Собака и трое мужчин вернулись в бар. Мужчина в плаще выглядел
обескураженным.
- Здесь что-то нечисто, черт возьми! Невероятно! - Дартаньян взял со
стойки три бумажки по тысяче песет и не торопясь положил их в карман
своего элегантного пиджака и приласкал собаку. Раздраженный субъект не
отставал.
- В чем заключается ваш трюк? Расскажите нам.
- Нет здесь никакого трюка. Вы проиграли пари. Вот и все.
- И вы мне будете говорить, что здесь нет обмана?
Мать вашу!..
Хозяин бара взял сердитого клиента под руку.
- Послушай, Висенте, все видели, как эта чертова псина нашла стакан и
выпила его. Делать нечего.
- Никто мне не поверит, если я расскажу, клянусь матерью, - сказал
второй. - Я спрятал стаканы за почтовым ящиком, а пес их учуял.
- Сеньоры... - произнес Рикардо, делая знак собаке. - Спокойной ночи.
Я заплатил за пиво и вышел следом. Трое мужчин продолжали спорить
Мы молча пересекли площадь и пошли по улице Хесус и Мария. Шли мы
медленно, потому что у собаки была одышка. У лавки скобяных изделий
"Двадцатый век" мы остановились. Дартаньян снял решетку с двери, потом
отпер висячий и врезной замки, и мы вошли внутрь.
В лавке было темно и тихо. Деревянный прилавок тянулся от стены до
стены, едва различимые в темноте полки были уставлены старинными и
бесполезными предметами, которые очень нравились Дартаньяну.
Жил он в просторной комнате, расположенной прямо позади прилавка.

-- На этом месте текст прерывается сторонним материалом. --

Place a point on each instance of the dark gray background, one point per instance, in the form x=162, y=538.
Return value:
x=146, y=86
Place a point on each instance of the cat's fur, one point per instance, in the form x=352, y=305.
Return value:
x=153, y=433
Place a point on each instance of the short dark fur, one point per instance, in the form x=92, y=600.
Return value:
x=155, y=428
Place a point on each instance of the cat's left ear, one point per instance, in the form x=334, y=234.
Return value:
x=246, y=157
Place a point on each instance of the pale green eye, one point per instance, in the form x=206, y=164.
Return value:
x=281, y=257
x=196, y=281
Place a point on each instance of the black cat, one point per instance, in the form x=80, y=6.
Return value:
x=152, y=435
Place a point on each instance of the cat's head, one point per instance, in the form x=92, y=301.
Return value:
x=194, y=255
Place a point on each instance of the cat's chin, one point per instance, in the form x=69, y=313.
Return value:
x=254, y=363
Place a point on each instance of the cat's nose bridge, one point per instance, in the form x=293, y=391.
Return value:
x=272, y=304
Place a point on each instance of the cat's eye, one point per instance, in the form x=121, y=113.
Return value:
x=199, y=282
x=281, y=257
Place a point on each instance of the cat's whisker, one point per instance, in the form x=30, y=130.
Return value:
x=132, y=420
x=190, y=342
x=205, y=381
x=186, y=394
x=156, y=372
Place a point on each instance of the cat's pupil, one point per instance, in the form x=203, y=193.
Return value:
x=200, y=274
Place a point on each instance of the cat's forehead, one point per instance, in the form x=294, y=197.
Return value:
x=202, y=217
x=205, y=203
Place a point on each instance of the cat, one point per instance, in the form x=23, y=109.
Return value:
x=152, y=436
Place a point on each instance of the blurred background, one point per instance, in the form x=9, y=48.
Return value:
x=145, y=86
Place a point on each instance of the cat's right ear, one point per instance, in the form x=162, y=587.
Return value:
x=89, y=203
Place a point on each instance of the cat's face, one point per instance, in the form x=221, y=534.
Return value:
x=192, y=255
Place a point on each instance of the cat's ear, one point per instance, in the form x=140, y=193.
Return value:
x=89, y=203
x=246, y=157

Комната была чистой и приятной: кровать, стол с двумя стульями,
электрическая плита, холодильник, посудомоечная машина, полки с множеством
книг и бумаг. На стене напротив кровати висел ее портрет в красном платье.
Она улыбалась. Даже сейчас, по прошествии стольких лет, она казалась мне
красивой: задумчивая, спокойная красавица.
Дартаньян сел на кровать и сжал руки, переплетя длинные нервные пальцы.
- Я уже не работаю. Тони, ты ведь знаешь. Давно не работаю. Что тебе от
меня нужно?
Я сел на стул спиной к портрету и закурил.
- Я тоже уже не в полиции, Рикардо, так что нечего мне задавать
дурацкие вопросы типа "что тебе от меня нужно?".
- Кое-что я о тебе слышал, но слухи меня не интересуют. Кроме того, я
почти не бываю на людях.
- Мне нужен ты, Рикардо. Платят очень хорошо.
- Нет.
Я медленно повернул голову и посмотрел на женщину в красном. Художнику
удалось схватить сходство и вселить жизнь в ее черты.
Она стояла у погасшего камина, облокотившись о полку, и, казалось,
собиралась пройтись по комнате. Я довольно долго смотрел на нее.